Aragon is creating a suite of tools for the creation and management of DAOs. The project operates as a DAO itself, a testament to its commitment to the new space. While the project is still in its early stages, key functionalities, such as a voting mechanism, funding, and payroll, are already available. DAO stack is a similar project which acts as an operating system for decentralized organizations; it allows for seamless collaboration between DAO participants and facilitates the management of workflows and processes.
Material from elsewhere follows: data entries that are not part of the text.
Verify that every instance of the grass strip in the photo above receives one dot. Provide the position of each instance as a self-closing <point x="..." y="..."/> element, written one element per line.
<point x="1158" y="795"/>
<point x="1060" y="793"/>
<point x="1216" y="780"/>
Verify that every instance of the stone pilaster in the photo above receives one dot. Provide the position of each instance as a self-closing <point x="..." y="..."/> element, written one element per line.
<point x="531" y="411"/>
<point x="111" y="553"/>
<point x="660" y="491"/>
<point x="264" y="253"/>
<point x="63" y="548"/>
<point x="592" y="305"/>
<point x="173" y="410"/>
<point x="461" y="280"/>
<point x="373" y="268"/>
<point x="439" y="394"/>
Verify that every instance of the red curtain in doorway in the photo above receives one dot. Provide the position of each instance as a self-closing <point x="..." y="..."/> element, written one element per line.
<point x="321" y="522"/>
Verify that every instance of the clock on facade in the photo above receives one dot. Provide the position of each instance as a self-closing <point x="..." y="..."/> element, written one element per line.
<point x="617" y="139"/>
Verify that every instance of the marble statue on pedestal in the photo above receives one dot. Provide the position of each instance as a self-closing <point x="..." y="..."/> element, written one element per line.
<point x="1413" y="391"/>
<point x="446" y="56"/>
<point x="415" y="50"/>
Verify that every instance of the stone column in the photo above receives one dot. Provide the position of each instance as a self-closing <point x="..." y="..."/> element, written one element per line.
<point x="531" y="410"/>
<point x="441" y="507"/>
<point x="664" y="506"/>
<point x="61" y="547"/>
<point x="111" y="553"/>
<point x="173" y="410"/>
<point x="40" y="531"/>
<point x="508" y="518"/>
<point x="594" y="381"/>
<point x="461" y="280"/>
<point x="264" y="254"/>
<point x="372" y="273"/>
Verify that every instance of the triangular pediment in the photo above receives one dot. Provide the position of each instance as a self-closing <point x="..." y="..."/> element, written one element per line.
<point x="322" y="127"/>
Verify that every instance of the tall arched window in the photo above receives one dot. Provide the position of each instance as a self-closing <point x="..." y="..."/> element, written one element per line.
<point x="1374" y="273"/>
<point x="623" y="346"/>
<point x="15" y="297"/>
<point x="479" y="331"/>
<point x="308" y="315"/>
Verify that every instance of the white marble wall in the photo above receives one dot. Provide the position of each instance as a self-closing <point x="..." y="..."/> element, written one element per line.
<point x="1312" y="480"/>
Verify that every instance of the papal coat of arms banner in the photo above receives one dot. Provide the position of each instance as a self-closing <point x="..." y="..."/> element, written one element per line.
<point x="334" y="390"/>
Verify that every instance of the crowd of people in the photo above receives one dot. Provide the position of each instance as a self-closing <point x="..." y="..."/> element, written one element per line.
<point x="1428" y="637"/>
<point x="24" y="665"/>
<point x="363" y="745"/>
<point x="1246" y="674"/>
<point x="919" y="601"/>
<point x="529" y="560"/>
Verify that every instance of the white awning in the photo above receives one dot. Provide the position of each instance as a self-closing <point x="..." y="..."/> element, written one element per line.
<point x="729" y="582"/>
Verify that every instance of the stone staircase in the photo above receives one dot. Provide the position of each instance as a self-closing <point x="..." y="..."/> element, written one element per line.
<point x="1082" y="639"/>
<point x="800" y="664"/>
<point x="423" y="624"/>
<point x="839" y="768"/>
Other decentralized services exist to enable DAOs to operate in a fully decentralized manner. Programs such as Gitcoin allow organizations to decentralize the bounty process, which is extremely helpful in the world of development; file storage services such as IPFS encrypt and distribute pieces of files around the globe; decentralized lending platforms such as DeFi or MakerDAO provide loans which can be collateralized by cryptocurrencies in order for investors to finance new DAOs.
Current Notable DAOs
Today, increasing numbers of projects and organizations are adopting this organizational method. Ethereum is one notable example: while Ethereum founder Vitalik Buterin remains a prominent figurehead of the crypto asset, the project actually operates as a DAO, with no centralized control for the project’s operations. In fact, most major cryptocurrencies operate as DAOs, adhering to the tenet of decentralization that made blockchain technology so intriguing in the first place.
In fact, a wide variety of projects are embracing this new paradigm. Fundraising DAOs, backed in some cases by venture capital and in some cases by crowdfunding, are now shaping the future of fundraising. For example, Giveth is an open-source charitable giving DAO, and the Daox protocol helps organizations fund their projects, and gives investors voting rights in their investments.
Another area currently gaining traction is decentralized prediction markets which do not rely upon any singular point of failure or entity to attest to outcomes. In this model, users create prediction markets to wager on outcomes of specific events. When an event concludes, winners are paid via smart contracts. If the outcome of the event is in question, a user may challenge the outcome, following which a decentralized network of participants verifies the correct outcome.
Augur is the biggest name in this space, and allows anyone to create their own prediction market and/or wager on outcomes on everything from sports to weather to political predictions.
A New Type of Organization
While the concept of a decentralized organization is still foreign and in some cases even incredible to many, it is possible if not likely that the corporation may one day be supplanted by other, better ways to operate businesses and projects, and DAOs may be one. Even now, the wisdom and long-term viability of the corporation is in question; in addition to ethical and environmental concerns, some of the world’s biggest companies have so much power that they have major political influence, and some are considered by some to be in violation of antitrust laws.
After 200 years of social, technological, and organizational evolution, the world may be ready for a new type of organization: one which aligns all stakeholders in a democratized fashion so that no single entity can inequitably exert its power or control over others. Doing so will bridge the gap between those in power and give that power back to the people. Many proponents of DAOs believe that the next evolution of business is here, and it is decentralized.